My husband and I decided that in seventh grade, my daughter can get a smartphone (which we will be monitoring). That is the year she will have to get to school herself, so it was more a matter of safety than social status. But she thinks she can wear us down by asking for it… daily. She does so very sweetly, offering to do all these extra chores to “earn” it. But it is less a matter of money (though that is part of it) than about the responsibility of managing her digital life. She is turning 10 this year, and she still can’t remember to consistently hang up her wet towel, so what makes me think she has what it takes to not lose her phone or, worse, respond to strangers on the internet while she’s looking up antonyms to her vocabulary words?

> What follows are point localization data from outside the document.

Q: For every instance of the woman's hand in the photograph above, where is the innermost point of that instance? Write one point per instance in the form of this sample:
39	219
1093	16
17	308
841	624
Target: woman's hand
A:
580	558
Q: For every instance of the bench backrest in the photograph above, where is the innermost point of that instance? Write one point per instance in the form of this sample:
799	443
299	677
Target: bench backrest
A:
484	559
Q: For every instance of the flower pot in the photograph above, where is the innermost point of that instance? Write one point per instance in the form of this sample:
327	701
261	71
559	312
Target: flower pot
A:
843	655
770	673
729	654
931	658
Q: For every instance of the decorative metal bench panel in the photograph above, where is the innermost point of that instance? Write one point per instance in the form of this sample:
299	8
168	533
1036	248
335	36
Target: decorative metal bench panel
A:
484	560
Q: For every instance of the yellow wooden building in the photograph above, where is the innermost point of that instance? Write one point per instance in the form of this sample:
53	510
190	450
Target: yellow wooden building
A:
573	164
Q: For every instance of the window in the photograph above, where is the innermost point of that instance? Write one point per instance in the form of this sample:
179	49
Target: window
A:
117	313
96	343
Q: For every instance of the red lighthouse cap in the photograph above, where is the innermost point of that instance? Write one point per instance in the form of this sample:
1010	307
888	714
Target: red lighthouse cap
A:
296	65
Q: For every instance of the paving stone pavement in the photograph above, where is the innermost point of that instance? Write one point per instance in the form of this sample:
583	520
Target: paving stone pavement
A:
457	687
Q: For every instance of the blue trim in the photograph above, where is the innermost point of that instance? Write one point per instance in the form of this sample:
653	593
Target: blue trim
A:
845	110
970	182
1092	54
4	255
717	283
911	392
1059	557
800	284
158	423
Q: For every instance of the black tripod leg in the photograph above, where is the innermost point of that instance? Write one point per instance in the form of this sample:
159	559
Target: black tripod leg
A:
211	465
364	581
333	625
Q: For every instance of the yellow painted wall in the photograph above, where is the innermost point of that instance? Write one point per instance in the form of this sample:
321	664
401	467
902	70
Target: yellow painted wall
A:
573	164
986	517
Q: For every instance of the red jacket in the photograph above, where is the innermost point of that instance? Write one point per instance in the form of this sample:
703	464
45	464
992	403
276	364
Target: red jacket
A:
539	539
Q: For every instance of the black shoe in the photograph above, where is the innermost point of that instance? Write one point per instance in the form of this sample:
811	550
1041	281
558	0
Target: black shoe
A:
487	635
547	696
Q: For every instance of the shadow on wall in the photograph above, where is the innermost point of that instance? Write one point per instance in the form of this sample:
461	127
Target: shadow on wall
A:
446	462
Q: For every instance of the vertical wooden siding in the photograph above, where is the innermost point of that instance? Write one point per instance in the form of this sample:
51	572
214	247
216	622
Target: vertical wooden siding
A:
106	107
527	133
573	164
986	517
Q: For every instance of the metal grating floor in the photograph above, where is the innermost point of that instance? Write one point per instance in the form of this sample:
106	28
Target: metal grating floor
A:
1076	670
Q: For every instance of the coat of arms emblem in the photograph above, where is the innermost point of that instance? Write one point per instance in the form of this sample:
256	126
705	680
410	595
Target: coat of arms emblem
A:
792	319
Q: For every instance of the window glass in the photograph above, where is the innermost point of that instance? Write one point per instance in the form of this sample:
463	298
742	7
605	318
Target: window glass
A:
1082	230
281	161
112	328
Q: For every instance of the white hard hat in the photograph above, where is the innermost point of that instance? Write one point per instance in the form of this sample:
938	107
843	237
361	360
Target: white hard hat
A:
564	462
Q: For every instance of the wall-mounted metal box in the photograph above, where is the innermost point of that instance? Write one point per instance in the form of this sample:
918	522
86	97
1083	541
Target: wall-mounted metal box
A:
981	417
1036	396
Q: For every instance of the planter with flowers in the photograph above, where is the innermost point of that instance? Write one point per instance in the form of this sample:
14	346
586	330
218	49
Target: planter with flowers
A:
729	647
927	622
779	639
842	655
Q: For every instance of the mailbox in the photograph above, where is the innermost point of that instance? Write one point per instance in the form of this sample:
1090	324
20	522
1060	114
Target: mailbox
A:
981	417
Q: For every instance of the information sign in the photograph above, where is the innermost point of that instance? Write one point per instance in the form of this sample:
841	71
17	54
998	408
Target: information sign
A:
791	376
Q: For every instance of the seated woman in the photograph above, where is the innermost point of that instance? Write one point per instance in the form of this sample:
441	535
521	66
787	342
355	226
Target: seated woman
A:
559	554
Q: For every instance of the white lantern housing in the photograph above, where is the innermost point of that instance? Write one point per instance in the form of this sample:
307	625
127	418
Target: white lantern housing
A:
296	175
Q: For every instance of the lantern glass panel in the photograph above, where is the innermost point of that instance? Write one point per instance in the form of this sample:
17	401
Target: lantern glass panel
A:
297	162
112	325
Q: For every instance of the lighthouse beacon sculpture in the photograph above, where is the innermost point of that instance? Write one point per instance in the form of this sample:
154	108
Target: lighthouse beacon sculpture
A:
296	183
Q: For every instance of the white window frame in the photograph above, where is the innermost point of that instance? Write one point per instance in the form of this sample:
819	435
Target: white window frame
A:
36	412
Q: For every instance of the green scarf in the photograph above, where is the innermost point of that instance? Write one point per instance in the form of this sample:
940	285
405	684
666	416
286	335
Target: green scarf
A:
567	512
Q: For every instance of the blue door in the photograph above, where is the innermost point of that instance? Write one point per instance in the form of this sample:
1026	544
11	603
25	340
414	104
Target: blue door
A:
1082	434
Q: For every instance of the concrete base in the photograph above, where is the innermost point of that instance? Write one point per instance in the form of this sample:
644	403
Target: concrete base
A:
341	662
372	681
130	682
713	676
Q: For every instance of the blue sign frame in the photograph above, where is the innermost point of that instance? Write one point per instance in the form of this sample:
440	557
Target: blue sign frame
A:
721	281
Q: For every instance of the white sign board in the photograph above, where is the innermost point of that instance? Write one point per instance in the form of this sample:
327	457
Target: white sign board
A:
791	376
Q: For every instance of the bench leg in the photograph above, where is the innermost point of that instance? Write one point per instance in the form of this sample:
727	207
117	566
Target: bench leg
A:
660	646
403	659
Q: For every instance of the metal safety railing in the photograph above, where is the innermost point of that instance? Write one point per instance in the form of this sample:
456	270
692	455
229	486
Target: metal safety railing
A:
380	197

It’s always a surprise, opening up my photos folder and finding a ton of self-portraits of my kid. She is posing so hard, and it’s hilarious to me. But it’s also a little creepy, to scroll through the dozens of selfies she has taken. Why is she obsessed with herself? Who did she learn it from? Should I be worried?
I used to buy whatever was on sale that had velcro closures and offered decent ankle support and that was good enough for my kids. But my daughter’s shoe preferences have gotten very specific. They have to be white, but fabric. They have to have laces. They can’t light up or have an ounce of sparkle on them. And she prefers a bit of a heel. I draw the line there.
My kids used to laugh at my puns and goofy voices when I read them stories. Now, they find me mortifying. I vividly remember feeling embarrassed by my own mother when she was just doing regular mom things, like greeting me after school or smoothing my hair. I understand how my almost 10-year-old daughter feels, and since every damn thing I do is going to feel humiliating to her, I really lean into the silliness. I’m the mom, after all, and I need to have fun during this horrible tween phase, too.